Allzu große Selbstzweifel quälen Kay Ray offensichtlich nicht. Da tritt der Alleinunterhalter am Donnerstagabend vor die rund 80 Zuschauer in der Divarena und klagt zu Beginn seines Programms „Yolo!“ erst einmal pauschal an: die Presse, weil diese ihm immer wieder – natürlich völlig zu Unrecht! – vorhalte, „unter der Gürtellinie“ zu agieren; und seine Kritiker, weil jene ihn gar „in die rechte Ecke gestellt“ hätten, selbstredend mangels Intelligenz. Beeindruckender aber als in den sodann folgenden gut drei Stunden hätte Kay Ray die Gescholtenen kaum bestätigen können.

Fremdenfeindliche Ressentiments

Mit einer Einschränkung allerdings: Niemand hat diesen Mann in die rechte Ecke gestellt – er hat sie sich vielmehr aus freien Stücken gesucht. Fremdenfeindliche Ressentiments ziehen sich wie ein roter Faden durch den Abend. Da reißt der „Komiker“ auf der Bühne einen billigen Witz nach dem anderen auf Kosten von Flüchtlingen. Und als wäre das alles noch nicht geschmacklos genug, vergleicht er auch noch die eigenen Exkremente mit dunkelhäutigen Menschen – alles unter dem Deckmantel des „Humors“.
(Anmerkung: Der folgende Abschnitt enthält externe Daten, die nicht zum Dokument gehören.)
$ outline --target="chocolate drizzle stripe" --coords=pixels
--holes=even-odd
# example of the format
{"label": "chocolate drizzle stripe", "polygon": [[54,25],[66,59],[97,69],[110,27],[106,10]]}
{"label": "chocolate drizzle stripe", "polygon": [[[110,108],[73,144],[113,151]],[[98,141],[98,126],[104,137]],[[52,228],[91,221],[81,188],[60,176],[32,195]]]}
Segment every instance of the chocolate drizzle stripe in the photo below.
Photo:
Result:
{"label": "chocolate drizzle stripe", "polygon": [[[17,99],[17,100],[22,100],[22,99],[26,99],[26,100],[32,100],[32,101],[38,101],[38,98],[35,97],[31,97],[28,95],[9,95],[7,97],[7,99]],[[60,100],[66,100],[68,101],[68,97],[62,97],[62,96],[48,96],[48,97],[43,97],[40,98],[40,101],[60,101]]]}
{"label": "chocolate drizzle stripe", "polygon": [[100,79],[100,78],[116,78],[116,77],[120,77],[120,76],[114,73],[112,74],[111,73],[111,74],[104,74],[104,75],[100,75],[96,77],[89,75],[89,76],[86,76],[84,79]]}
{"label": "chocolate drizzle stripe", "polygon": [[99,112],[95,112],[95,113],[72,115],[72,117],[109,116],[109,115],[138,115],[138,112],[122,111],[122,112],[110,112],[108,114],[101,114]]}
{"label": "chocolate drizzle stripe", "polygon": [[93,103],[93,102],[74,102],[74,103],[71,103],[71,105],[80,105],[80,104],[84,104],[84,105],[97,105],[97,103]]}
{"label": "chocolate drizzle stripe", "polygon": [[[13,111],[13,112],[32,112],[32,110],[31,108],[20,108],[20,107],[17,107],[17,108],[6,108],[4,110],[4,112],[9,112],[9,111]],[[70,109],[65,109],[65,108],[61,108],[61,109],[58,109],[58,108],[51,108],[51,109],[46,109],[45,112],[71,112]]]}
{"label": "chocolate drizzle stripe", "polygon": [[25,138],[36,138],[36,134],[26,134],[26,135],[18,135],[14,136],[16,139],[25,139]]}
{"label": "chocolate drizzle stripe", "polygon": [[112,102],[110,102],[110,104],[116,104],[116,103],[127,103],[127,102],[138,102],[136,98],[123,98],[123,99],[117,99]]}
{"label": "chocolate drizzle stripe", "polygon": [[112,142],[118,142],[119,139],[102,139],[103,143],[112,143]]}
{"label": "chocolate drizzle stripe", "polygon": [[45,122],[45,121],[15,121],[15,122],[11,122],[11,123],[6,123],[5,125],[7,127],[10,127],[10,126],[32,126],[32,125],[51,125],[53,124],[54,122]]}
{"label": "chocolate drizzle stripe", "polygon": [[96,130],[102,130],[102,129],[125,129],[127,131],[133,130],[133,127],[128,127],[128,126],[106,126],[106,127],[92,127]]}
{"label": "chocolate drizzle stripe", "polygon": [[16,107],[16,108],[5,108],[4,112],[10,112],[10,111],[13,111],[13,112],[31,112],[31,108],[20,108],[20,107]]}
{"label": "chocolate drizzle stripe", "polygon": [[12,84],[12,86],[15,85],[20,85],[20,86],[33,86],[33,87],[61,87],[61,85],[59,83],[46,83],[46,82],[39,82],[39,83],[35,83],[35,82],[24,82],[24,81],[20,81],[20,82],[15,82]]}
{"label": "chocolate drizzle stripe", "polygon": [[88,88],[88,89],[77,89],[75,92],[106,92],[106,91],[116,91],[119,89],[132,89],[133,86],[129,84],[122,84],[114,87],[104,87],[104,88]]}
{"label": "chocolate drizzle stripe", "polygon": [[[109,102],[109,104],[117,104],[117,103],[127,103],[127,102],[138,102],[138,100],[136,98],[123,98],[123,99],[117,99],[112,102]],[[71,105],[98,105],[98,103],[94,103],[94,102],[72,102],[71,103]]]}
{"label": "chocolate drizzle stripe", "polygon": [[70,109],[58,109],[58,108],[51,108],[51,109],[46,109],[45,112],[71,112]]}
Fäkalsprache nicht zitierfähig

Trotz der stattlichen Länge des Abends erscheint es kaum möglich, auch nur einen Satz aus seinem Mund zu zitieren. Denn seine Fäkalsprache stellt alles in den Schatten, was selbst hart gesottene Zuhörer von Deutschlands Comedy-Bühnen kennen, ganz gleich, ob er gerade über Erdogan, Angela Merkel, Politiker im Allgemeinen, die eigene Ehefrau im Besonderen oder über Gott und die Welt herzieht. Dieser Mann kann offenbar nichts und niemanden leiden. Dennoch lachen einige Zuschauer hin und wieder, anderen steht die Bestürzung über diese peinliche Vorstellung Kay Rays deutlich ins Gesicht geschrieben. Es ist, als schämten sie sich für ihn.

Bei früheren Auftritten, erzählt der Entertainer, habe er auf der Bühne Figuren aus seinem Penis geformt oder auch vor aller Augen in einen Eimer uriniert. So unschön das eine wie das andere sein mag: Es wäre besser gewesen als dieser Auftritt!